To go a bit more in depth, here are two broad use cases and their inputs.
Post-processing for functions of parameters and possibly data. Let’s say I am doing a mediation analysis so I fit two logistic regression models simultaneously, giving parameter vectors alpha and beta. Depending on the situation, I could be interested in the natural direct effect, the natural indirect effect, the total effect, etc. These might just be functions of alpha and/or beta. But for certain model specifications, these estimands are also a function of the distribution of baseline covariates. That means I might want to bootstrap the input data or do other simulation-based estimation. Inputs would be parameter draws + model data (possibly).
Sensitivity analyses with a parameter completely uninformed by data. I can fit a model to observed data, but there is some completely unidentifiable sensitivity parameter that I want to vary in order to see the different implications for a causal quantity. I do not want to have to redo sampling of the data-informed parameters every time I want to try a new value of the sensitivity parameter. (This functionality might be used to make interactive sensitivity plots.) Inputs would be parameter draws + model data (possibly) + new “data” values (the sensitivity parameters).
I can already do these things in R. Besides the speed of C++, the main benefit of keeping this all within Stan is that it would port more easily to PyStan or CmdStan. This was probably way more detail than you wanted, but I’m really excited about this feature!

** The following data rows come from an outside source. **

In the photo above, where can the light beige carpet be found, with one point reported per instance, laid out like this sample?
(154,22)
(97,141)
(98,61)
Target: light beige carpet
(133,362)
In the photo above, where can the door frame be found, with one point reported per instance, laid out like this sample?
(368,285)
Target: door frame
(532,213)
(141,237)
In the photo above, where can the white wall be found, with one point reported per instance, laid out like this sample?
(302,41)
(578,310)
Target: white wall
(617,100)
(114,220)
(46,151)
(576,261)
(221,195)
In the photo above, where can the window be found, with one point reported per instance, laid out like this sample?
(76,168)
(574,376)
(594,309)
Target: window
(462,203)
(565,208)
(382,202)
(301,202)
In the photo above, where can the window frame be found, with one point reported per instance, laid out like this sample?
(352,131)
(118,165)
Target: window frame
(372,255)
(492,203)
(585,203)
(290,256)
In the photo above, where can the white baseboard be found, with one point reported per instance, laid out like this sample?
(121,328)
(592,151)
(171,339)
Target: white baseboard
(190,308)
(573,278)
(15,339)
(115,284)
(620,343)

Thanks for the thorough description, this is really similar to what I think of as best practices and I can see the benefit of wanting to push computations out of R code.
Until we have the generated quantities stuff plumbed through, I suggest writing Stan functions s.t. they take a vector[] theta to represent the parameters and loop over the iterations in theta to do whatever transformations you need. You can use the C++ generated by the current expose_stan_functions. You can also use the R/C++ wrapper that’s generated by expose_stan_functions as well.
A few tricks: 1) Use the 2.18 version of rstan (currently only available as the develop branch on github. The current version still does a bunch of transformations in R code that sometimes cause problems so there’s less to understand with the new version; 2) call expose_stan_functions with the cacheDir argument set so that you can find all the generated code to borrow, it should have all the tags s.t. Rcpp can compile it already; and 3) if you want to make your life easier with the package, rely on expose_stan_functions directly in your code, don’t try to compile it yourself. Now almost all the generated code is generated by either Rcpp or stan-dev/stan code so there are more people interested in making sure it compiles.